Scientists have shown that mutations in a gene already implicated in both sporadic and familial cases of Parkinson’s disease cause damaging changes to the nuclear envelope and alterations in the nuclear architecture of neural stem cells. This damage leads directly to stem cell death, and prevents the brain from generating new neurons lost as Parkinson’s disease progresses. The investigators, headed by a team at the Salk Institute, and the Chinese Academy of Sciences (Beijing), say their findings identify the nucleus as a previously unknown organelle involved in Parkinson’s disease pathology, and may help in the development of new diagnostics and potentially therapeutics.

Mutations in the kinase protein LRRK2 have already been linked with Parkinson’s disease, and particularly a mutation known as G2019s, which leads to an increase in LRRK2 activity. What hasn’t been understood, however, is the role that this change in LRRK2 activity plays in Parkinson’s disease progression. To look into this further, the Salk Institute’s Guang-Hui Liu, Ph.D., Juan Carlos Izpisua Belmonte, Ph.D., and colleagues generated induced pluripotent stem cells (iPSCs) from fibroblasts taken from Parkinson’s disease patients with the LRRK2 mutation, and then differentiated the iPSCs into neural stem cells.

They found that as the resulting ipsNSC-LRRK2 cells were repeatedly passaged, they began to develop nuclear aberrations, including deformed nuclear envelopes, and also exhibited epigenetic alterations that are normally associated with human neuronal aging. With progressive passages the cells also began to lose their ability to differentiate into neural cells.

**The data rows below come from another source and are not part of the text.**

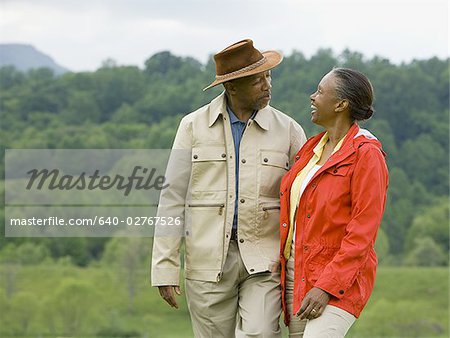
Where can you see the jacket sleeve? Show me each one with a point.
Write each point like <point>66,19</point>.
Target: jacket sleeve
<point>165,269</point>
<point>368,194</point>
<point>298,139</point>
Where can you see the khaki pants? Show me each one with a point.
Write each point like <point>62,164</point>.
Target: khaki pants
<point>240,305</point>
<point>333,323</point>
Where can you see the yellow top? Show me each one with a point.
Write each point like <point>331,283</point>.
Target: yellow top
<point>297,185</point>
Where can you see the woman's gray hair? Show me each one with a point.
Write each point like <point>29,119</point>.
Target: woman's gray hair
<point>356,88</point>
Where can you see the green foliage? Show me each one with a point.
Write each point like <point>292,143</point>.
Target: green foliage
<point>433,222</point>
<point>91,302</point>
<point>426,253</point>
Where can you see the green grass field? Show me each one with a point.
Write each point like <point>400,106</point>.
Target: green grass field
<point>58,300</point>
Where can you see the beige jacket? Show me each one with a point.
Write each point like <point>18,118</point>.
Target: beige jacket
<point>202,193</point>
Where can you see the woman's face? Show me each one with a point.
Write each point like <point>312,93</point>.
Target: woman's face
<point>324,101</point>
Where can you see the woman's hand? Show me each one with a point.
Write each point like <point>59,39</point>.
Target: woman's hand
<point>313,304</point>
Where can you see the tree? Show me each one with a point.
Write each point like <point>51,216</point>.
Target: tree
<point>426,253</point>
<point>432,222</point>
<point>127,255</point>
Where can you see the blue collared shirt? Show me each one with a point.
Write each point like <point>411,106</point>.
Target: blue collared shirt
<point>237,130</point>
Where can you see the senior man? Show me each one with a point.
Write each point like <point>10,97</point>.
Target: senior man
<point>227,197</point>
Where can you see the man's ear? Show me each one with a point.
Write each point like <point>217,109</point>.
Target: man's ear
<point>342,105</point>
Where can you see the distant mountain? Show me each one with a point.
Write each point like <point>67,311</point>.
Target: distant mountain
<point>25,57</point>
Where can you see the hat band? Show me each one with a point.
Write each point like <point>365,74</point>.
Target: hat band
<point>242,70</point>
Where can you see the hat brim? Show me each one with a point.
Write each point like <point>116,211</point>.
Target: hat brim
<point>273,57</point>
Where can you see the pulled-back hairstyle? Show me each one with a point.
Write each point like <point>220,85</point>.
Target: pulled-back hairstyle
<point>356,88</point>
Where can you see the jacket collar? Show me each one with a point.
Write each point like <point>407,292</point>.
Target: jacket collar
<point>218,106</point>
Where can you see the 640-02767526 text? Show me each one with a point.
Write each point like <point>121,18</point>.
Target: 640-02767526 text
<point>96,221</point>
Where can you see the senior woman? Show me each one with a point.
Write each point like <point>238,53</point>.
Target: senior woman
<point>332,202</point>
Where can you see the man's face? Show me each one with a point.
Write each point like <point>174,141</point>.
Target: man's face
<point>254,91</point>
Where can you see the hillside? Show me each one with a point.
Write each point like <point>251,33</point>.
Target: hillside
<point>25,57</point>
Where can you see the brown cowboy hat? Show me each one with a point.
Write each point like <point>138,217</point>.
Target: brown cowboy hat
<point>242,59</point>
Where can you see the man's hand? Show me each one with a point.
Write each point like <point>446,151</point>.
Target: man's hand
<point>167,293</point>
<point>313,304</point>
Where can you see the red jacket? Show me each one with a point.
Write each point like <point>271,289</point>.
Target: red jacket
<point>337,221</point>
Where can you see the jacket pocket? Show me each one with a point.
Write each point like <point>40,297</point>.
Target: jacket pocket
<point>274,165</point>
<point>205,235</point>
<point>209,167</point>
<point>268,229</point>
<point>316,263</point>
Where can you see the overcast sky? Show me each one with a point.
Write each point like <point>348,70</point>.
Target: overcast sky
<point>80,34</point>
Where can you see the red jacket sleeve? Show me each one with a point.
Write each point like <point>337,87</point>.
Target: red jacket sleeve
<point>368,189</point>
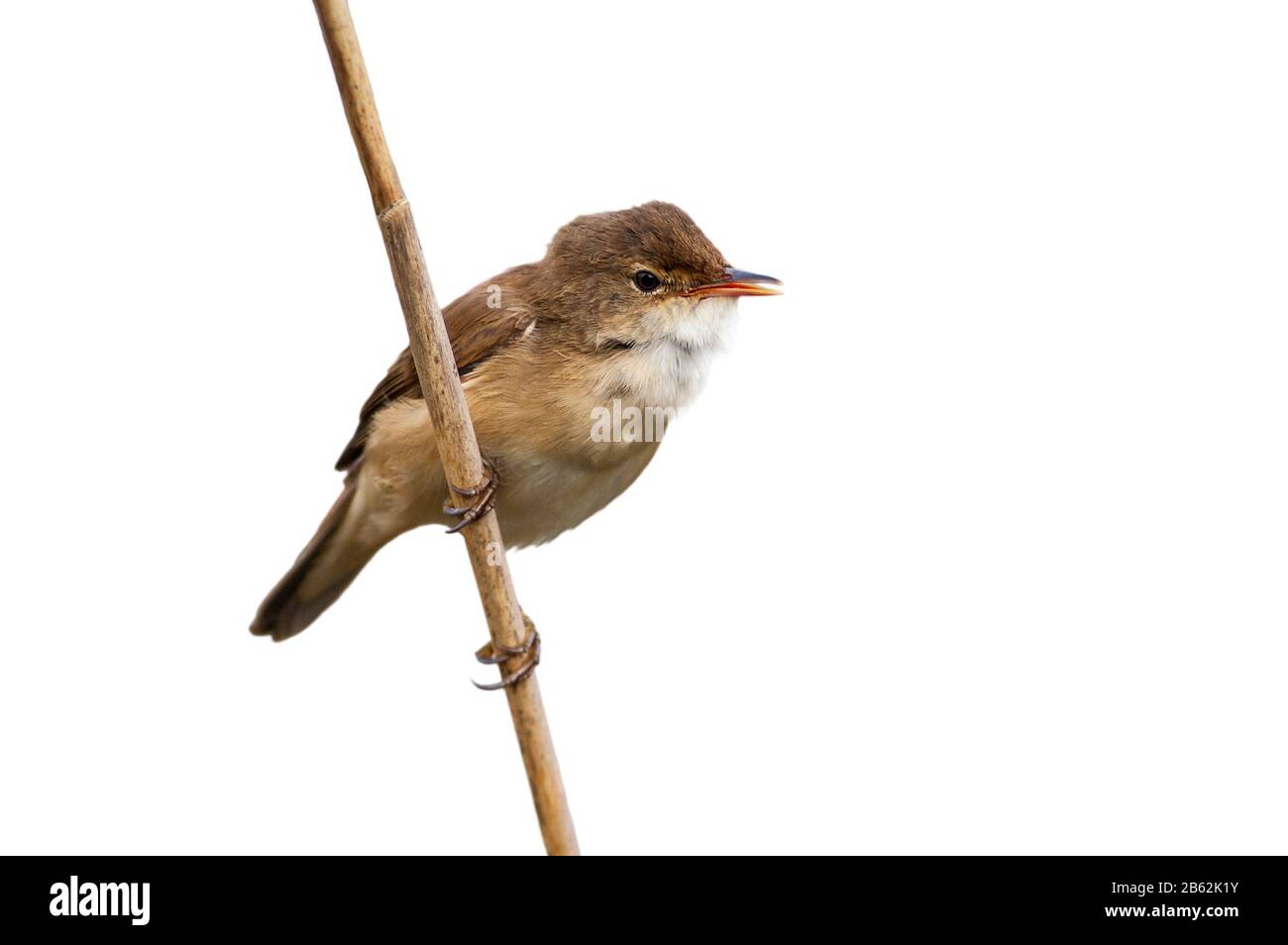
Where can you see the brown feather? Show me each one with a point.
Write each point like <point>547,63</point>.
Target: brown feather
<point>478,325</point>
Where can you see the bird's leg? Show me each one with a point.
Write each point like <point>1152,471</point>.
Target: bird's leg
<point>483,498</point>
<point>490,654</point>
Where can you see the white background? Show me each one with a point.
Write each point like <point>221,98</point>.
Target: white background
<point>975,544</point>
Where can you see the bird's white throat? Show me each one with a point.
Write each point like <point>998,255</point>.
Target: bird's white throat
<point>669,364</point>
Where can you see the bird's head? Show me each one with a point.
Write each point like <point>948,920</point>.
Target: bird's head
<point>644,275</point>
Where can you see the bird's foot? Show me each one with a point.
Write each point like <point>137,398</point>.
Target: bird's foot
<point>490,654</point>
<point>483,498</point>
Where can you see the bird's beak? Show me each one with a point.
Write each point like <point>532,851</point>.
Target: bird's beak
<point>737,282</point>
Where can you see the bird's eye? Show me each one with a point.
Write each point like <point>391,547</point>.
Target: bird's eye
<point>647,280</point>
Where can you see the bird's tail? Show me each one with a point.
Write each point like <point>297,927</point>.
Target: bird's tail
<point>326,567</point>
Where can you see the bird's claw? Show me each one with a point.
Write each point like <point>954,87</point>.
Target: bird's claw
<point>490,654</point>
<point>483,496</point>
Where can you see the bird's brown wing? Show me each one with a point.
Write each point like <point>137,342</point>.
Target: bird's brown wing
<point>478,325</point>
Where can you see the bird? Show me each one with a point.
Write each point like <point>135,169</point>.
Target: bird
<point>572,368</point>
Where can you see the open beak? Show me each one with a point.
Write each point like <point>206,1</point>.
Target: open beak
<point>737,282</point>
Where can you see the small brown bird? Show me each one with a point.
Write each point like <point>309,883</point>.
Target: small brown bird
<point>571,366</point>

Conversely, treating the cells with an LRRK2 inhibitor resulted in reduced phosphorylation of LRRK2 downstream targets, stopped the cells from developing the damaging changes to their nuclear envelopes, and restored the cells’ gene expression signature to that of wild-type stem-cell derived neural stem cells.

Importantly, when the team then went on to look at post-mortem brain samples from patients with the LRRK2 mutation, they found that a high proportion of cells in relevant brain regions displayed altered nuclear morphologies. Similarly, using targeted gene-editing technologies to correct the mutation in patient’s nuclear stem cells effectively repaired the nuclear envelope disorganization, and improved the cells’ survival and function.

They say their results indicate that dysfunctional neural stem cell pools, and/or the cells they give rise to, may contribute to the symptoms associated with Parkinson’s disease in patients carrying the LRRK2 (G2019s) mutation. “This discovery helps explain how Parkinson’s disease, which has been traditionally associated with loss of neurons that produce dopamine and subsequent motor impairment, could lead to locomotor dysfunction and other common non-motor manifestations, such as depression and anxiety,” comments Dr. Belmonte, a professor in Salk’s Gene Expression Laboratory. “It is the first time to our knowledge that human neural stem cells have been shown to be affected during Parkinson’s pathology due to aberrant LRRK2 … “Due to the striking appearance in patient samples, nuclear deformation parameters could add to the pool of diagnostic features for Parkinson’s disease.”

Dr. Belmonte suggests the ability to correct or block the effects of the LRRK2 mutation in neural stem cells either through genetic or chemical means could also lead to new therapeutic opportunities for Parkinson’s disease. “Current clinical trials explore the possibility of neural stem cell transplantation to compensate for dopamine deficits,” he notes. “Our work provides the platform for similar trials by using patient-specific corrected cells.”